There was a suspicion of returning sharpness in Mrs. Desmond's tone, and her husband wisely forbore to press the subject further. On his way to dress for dinner he lingered for a few moments wistfully outside Helen's closed door. But neither then nor later, when (after Mrs. Desmond had retired on the plea of a headache, leaving the colonel free to follow his own devices), he returned, and knocking gently, called Helen, did any success reward his efforts to bring a crumb of consolation to the poor child. Judging by her silence that she must have fallen asleep, Colonel Desmond retired to his smoking-room and comforted himself by reflecting that Helen had certainly been naughty and probably deserved whatever punishment might be meted out to her. Then he recalled his wife's angelic goodness and smiled, thinking that such a woman could not possibly be very severe. Finally, as he knocked the ashes out of his pipe before going to bed, he decided that only women could understand girls, and that Helen would thank him some day for having given her such a mother. But these comforting reflections did not prevent a wistful face, not unlike Helen's own, from peering out at him from amongst the dark shadows on the staircase, dimly lit by his solitary candle, a face that had looked up into his once and had whispered with failing voice, "Take care of the child and bring her safe to me." For our responsibilities are our own, and we cannot safely delegate them even to persons of angelic goodness.


CHAPTER II.

COUSIN MARY.

"I think that you are wrong, Margaret. Young people must be more or less the children of their generation."
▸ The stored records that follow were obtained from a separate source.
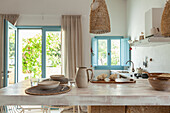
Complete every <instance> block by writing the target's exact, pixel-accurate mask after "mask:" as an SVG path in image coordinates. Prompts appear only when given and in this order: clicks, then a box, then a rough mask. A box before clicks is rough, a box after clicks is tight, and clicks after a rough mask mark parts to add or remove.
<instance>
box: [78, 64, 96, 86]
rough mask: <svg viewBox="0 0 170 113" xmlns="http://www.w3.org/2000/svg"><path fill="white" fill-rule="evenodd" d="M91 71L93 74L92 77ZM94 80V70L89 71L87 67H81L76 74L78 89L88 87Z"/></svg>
mask: <svg viewBox="0 0 170 113" xmlns="http://www.w3.org/2000/svg"><path fill="white" fill-rule="evenodd" d="M89 71H91V72H92V74H91V77H90V76H89ZM92 78H93V70H92V69H87V67H79V68H78V71H77V74H76V85H77V87H78V88H86V87H88V84H89V81H90V80H91V79H92Z"/></svg>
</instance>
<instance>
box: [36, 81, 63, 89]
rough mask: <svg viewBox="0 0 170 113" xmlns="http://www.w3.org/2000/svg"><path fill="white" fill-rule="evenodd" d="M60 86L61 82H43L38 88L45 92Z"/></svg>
mask: <svg viewBox="0 0 170 113" xmlns="http://www.w3.org/2000/svg"><path fill="white" fill-rule="evenodd" d="M59 85H60V82H59V81H43V82H40V83H39V84H38V87H40V89H43V90H48V89H54V88H57V87H58V86H59Z"/></svg>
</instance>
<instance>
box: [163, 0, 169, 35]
mask: <svg viewBox="0 0 170 113" xmlns="http://www.w3.org/2000/svg"><path fill="white" fill-rule="evenodd" d="M161 32H162V35H163V36H165V37H170V0H168V1H167V3H166V6H165V9H164V12H163V15H162V22H161Z"/></svg>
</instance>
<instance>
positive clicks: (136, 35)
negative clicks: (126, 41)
mask: <svg viewBox="0 0 170 113" xmlns="http://www.w3.org/2000/svg"><path fill="white" fill-rule="evenodd" d="M165 3H166V0H127V34H128V36H130V37H131V38H132V40H135V39H138V37H139V35H140V33H141V32H144V31H145V12H146V11H148V10H149V9H151V8H163V7H164V6H165ZM169 48H170V45H164V46H159V47H149V48H148V47H144V48H142V47H140V48H133V50H132V60H133V61H134V63H135V67H136V68H137V67H143V65H142V63H143V60H144V58H145V56H147V57H148V58H152V59H153V62H149V65H148V68H146V69H147V70H148V71H149V72H170V57H169V56H170V51H169Z"/></svg>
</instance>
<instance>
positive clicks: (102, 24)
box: [90, 0, 111, 34]
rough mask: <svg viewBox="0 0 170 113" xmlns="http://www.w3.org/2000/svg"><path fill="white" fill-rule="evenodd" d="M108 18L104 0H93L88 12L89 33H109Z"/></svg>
mask: <svg viewBox="0 0 170 113" xmlns="http://www.w3.org/2000/svg"><path fill="white" fill-rule="evenodd" d="M110 31H111V30H110V18H109V13H108V10H107V6H106V2H105V0H93V3H92V5H91V13H90V33H93V34H104V33H109V32H110Z"/></svg>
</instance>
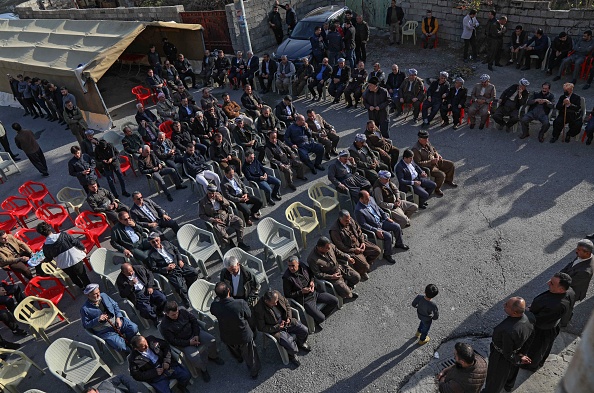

The speaker was a cousin of Mrs. Desmond's, a certain Miss Macleod, or Cousin Mary as she was generally called by the younger members of her acquaintances. Mary Macleod lived in a northern county, and she and Mrs. Desmond had never been close friends, but circumstances having brought the former to London for a time, she had accepted her cousin's invitation to spend a week at Bloomsbury Square.

Cousin Mary was a person to whom all confided their troubles, and although she had only been in the house an hour or so, Mrs. Desmond was already launched on her favourite topic, the miseries resulting from the present pernicious system of bringing up young people. Mrs. Desmond was rather a self-centred person, and she was quite unconscious that her remarks were not approving themselves to her listener.